ランダムキャンプ(前編)

カテゴリー「不思議体験」

※このお話には後に投稿する「ランダムキャンプ(後編)」があります。

1年前に仲間内でとある山へキャンプへ行った時の話をしようと思う。
大学が夏休みに入る少し前、高校の頃からの仲間のAから電話があった。
Aとは進学先が別々になって実際に会う機会も減っていたが、時々こうやって電話が来ている。
その時の話は、高校の頃のいつもの仲間で集まって久々に何かしないか?という内容だった。

夏休みに入ってすぐ、俺達はAのアパートに集合した。
面子は俺、A、それとBとCの4人、高校の頃特に仲の良かったメンバーだ。
最初は近況などを話していたが、そのうち本題になり、さて、何をしようかということになった。

が、集まっても何も安が浮かばない・・・。

そうこうしていると、話に加わらずAのPCで何かをしていたCがおもむろに「グーグルマップで適当に見つけた場所にキャンプにいかね?」と言い出した。

俺とAとBが「はぁ?」と言うと、Cは結構大真面目に「いやいや、おもしろそうだろ?目的地もランダムで全く知らない場所にキャンプ行くんだぜ」と得意げだ。

でもまあ、たしかに行き当たりばったりは面白そうではあるかもしれない。
俺がそう思っていると、Bもそう思ったのか「よし、じゃあ“キャンプ場”で検索してみようぜ」と言ってきた。
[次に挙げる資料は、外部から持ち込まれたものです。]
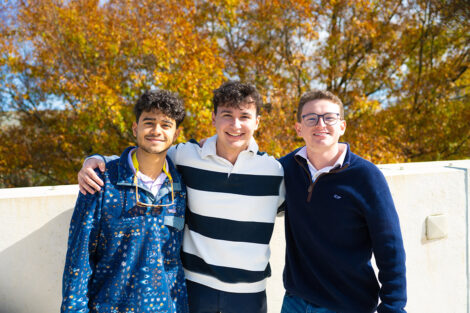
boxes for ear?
[339,120,346,136]
[132,122,137,137]
[255,115,261,130]
[295,122,302,137]
[173,127,181,143]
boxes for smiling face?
[212,99,259,160]
[295,99,346,153]
[132,110,179,154]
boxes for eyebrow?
[142,117,156,122]
[142,117,173,124]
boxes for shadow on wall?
[0,209,73,313]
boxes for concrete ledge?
[0,160,470,313]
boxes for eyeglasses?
[134,171,175,208]
[302,113,339,127]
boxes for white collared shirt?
[127,148,168,196]
[295,143,347,182]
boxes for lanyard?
[132,152,173,181]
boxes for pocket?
[163,215,184,231]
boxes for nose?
[315,116,326,127]
[232,118,241,128]
[151,123,162,135]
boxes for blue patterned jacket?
[61,147,188,313]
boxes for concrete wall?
[0,160,470,313]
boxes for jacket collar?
[116,146,181,192]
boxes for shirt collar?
[127,147,169,185]
[201,135,259,158]
[295,143,348,171]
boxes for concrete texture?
[0,160,470,313]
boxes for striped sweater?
[168,136,285,293]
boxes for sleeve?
[365,168,407,313]
[61,192,103,313]
[277,179,286,217]
[166,144,180,165]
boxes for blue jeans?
[186,280,267,313]
[281,292,335,313]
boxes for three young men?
[61,90,188,313]
[75,87,406,313]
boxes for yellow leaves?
[0,0,470,183]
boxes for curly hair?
[134,89,186,127]
[212,81,263,115]
[297,90,344,123]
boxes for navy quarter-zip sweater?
[280,146,406,313]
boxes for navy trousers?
[186,280,267,313]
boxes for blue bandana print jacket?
[61,147,188,313]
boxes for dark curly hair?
[212,81,263,115]
[134,89,186,127]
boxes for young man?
[61,90,188,313]
[280,91,406,313]
[79,82,284,313]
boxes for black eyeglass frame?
[301,112,341,127]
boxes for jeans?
[281,292,335,313]
[186,280,267,313]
するとCが「それじゃつまんなくね?いっそそういうキャンプ場とかじゃなくて、ほんとに人気の無い山奥とかそういう場所にしね?」と言い出した。

確かにおもしろそうだ。
俺達はその時そう思った。

そして、適当に山っぽい場所をあちこち探し回っていると、周囲に人家もなく、ただ林道らしき道が1本通っているだけの場所を中国地方のある場所に見つけた。
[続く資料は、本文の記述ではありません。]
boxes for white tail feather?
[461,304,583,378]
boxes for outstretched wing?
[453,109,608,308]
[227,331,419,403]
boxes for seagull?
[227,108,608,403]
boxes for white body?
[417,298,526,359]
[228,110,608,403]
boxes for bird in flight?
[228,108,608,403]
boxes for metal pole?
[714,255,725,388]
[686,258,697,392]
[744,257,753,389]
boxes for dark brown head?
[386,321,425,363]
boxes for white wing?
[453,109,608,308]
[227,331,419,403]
拡大してみると、川べりで少し開けていてキャンプにも最適そうに見える。
俺達は東日本出身だ、西日本方面のことは殆ど知らないし、地理的にも立地的にも俺達の理想に合致しているように見えた。
キャンプ地はその場所に決定した。

当日の朝。
Cがバイトして買ったというボロい軽に乗り込み、俺達は出発した。
そして、その日の夕方には目的地近くに到着した。
その日は近場にあったスーパー銭湯のような場所で食事と風呂を済ませ、そのまま近場の公園のベンチで寝た。

翌日。
近場のコンビニやスーパーで3日分の水や食料を買出しし、俺達は目的地へと向かった。
携帯で地図を確認しながら山道をどんどん進んでいくと、とうとう携帯の電波が届かなくなってしまった。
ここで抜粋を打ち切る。